Rationale: After a negative plaque assay from the flooded lysate, the purpose of this lab is to retest the flooded lysate and pick a plaque for purification. This lab will also retest enriched soil C lysate for further study.

Description of Procedures:

1. The workstation was cleaned using aseptic technique and an aseptic zone was made with an ethanol burner.
2. 100 ul of phage buffer was added to a tube. A plaque was picked and mixed in the buffer. The tube was then vortexed to mix.
3. 10 ul of phage buffer with plaque was added to 0.5 ml of arthrobacter, 100 ul of the flooded lysate was added to 0.5 ml of arthrobacter, and 10 ul of soil C lysate was added to 0.5 ml of arthrobacter, and all were allowed to sit for 10 minutes.
4. 8 ml of LB Broth and 90 ul of CaCl2 were added to a tube to create the top agar solution. 10 ml of 2x TA were added the tube.
5. 4.5 ml of the top agar solution was added to 0.5 ml of arthrobacter for each plate, and the poured directly onto plates labeled LIP 10-24-18 PA SC, LIP 10-24-18 PA-P1, and LIP 10-24-18 PA(FL).
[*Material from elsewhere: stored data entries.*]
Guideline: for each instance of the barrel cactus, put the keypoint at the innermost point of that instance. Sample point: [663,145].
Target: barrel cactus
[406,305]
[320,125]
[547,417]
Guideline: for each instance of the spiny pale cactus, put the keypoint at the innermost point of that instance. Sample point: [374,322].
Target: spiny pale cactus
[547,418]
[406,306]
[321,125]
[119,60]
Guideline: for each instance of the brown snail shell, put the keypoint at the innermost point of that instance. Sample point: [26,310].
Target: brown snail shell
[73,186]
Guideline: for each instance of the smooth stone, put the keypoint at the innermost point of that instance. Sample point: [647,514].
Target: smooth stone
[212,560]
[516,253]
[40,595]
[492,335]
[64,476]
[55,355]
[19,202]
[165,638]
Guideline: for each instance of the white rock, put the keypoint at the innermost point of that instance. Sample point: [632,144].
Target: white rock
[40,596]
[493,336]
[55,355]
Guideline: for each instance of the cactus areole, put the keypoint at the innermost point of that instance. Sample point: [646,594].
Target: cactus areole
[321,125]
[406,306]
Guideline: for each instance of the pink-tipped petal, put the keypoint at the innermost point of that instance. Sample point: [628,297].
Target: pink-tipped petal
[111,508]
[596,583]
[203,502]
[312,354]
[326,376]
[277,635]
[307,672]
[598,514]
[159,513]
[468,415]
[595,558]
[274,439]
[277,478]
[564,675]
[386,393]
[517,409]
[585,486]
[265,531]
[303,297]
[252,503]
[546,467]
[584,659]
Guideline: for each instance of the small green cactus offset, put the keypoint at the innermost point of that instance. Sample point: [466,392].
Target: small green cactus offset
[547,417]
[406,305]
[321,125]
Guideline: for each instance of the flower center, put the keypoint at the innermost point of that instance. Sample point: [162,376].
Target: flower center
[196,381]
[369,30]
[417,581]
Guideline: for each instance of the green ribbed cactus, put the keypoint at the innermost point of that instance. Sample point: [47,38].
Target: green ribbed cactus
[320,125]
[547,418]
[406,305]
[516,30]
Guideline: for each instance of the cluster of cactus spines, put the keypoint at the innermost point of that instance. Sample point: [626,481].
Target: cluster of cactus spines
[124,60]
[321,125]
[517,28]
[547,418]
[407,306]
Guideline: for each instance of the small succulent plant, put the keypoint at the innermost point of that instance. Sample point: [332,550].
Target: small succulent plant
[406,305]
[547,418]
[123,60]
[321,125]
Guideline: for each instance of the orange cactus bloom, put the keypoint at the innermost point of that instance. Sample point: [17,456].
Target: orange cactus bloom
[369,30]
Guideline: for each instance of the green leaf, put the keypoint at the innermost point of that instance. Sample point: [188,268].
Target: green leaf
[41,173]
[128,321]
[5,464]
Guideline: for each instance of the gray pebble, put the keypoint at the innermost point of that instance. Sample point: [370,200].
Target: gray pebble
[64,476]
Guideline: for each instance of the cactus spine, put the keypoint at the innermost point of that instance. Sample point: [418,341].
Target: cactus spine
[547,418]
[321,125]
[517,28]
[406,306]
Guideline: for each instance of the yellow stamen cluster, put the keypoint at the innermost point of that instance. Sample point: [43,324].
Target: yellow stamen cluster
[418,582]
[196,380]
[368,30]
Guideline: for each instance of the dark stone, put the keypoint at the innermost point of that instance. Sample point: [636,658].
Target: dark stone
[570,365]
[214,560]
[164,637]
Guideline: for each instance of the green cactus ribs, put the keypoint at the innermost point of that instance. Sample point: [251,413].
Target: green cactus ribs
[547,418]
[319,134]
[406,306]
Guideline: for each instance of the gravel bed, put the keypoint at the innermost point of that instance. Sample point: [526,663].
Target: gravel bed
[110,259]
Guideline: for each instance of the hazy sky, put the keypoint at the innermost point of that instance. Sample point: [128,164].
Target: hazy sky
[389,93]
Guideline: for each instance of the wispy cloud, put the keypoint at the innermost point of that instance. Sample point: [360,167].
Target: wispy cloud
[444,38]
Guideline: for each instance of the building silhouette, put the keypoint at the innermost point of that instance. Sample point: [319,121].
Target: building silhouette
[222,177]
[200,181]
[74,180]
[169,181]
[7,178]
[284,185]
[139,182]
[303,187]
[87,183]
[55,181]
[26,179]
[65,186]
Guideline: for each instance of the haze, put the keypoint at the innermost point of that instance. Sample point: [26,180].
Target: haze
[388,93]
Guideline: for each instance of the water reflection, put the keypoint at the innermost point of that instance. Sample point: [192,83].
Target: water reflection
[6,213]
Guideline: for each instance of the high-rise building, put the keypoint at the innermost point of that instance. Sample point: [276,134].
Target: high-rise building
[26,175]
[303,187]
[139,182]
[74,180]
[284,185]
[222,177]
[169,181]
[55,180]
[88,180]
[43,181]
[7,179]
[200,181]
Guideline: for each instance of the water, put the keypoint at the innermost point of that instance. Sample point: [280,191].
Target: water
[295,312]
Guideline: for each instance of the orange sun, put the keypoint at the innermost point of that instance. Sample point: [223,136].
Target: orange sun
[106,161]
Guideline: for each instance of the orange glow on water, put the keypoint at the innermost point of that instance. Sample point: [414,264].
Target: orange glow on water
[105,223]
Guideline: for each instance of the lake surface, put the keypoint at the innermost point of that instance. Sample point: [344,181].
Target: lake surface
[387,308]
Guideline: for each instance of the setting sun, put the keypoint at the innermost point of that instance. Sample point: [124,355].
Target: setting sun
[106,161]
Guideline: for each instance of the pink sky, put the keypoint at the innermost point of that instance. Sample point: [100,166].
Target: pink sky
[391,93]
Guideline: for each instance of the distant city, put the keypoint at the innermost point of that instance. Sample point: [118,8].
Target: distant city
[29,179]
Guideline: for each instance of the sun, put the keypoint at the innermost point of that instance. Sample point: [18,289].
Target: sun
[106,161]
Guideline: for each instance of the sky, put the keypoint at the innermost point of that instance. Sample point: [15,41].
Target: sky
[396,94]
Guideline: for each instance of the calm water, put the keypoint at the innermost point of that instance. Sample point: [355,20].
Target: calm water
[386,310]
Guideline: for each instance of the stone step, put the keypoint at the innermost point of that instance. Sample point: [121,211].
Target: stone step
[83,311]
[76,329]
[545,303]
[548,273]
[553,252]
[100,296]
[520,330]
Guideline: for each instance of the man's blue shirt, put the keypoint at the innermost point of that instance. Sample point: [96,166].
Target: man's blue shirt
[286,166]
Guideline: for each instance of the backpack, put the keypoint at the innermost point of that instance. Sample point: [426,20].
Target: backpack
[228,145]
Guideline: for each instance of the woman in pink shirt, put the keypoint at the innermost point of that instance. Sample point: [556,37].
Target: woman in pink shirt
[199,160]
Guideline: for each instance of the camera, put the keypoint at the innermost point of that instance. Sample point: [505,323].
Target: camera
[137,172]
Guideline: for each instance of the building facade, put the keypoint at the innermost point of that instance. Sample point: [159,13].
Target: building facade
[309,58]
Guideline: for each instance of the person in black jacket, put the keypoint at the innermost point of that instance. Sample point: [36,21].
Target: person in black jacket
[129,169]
The rest of the solution was poured directly onto a plate labeled LIP 10-24-18 Control.
6. The plates were allowed to settle for 10 minutes and then inverted and stored in the incubator until the next lab.
7. The workstation was cleaned using aseptic technique and materials were properly stored and disposed of.

Observations:

• 100 ul of flooded lysate was added instead of the usual 10 ul.
• Soil C lysate was retested.
• Some bubbles were seen on the plates.

Interpretations/Next Steps:
The procedure was complete. The next step will be to check for plaques on all the plates, and to flood the plate from the picked plaque.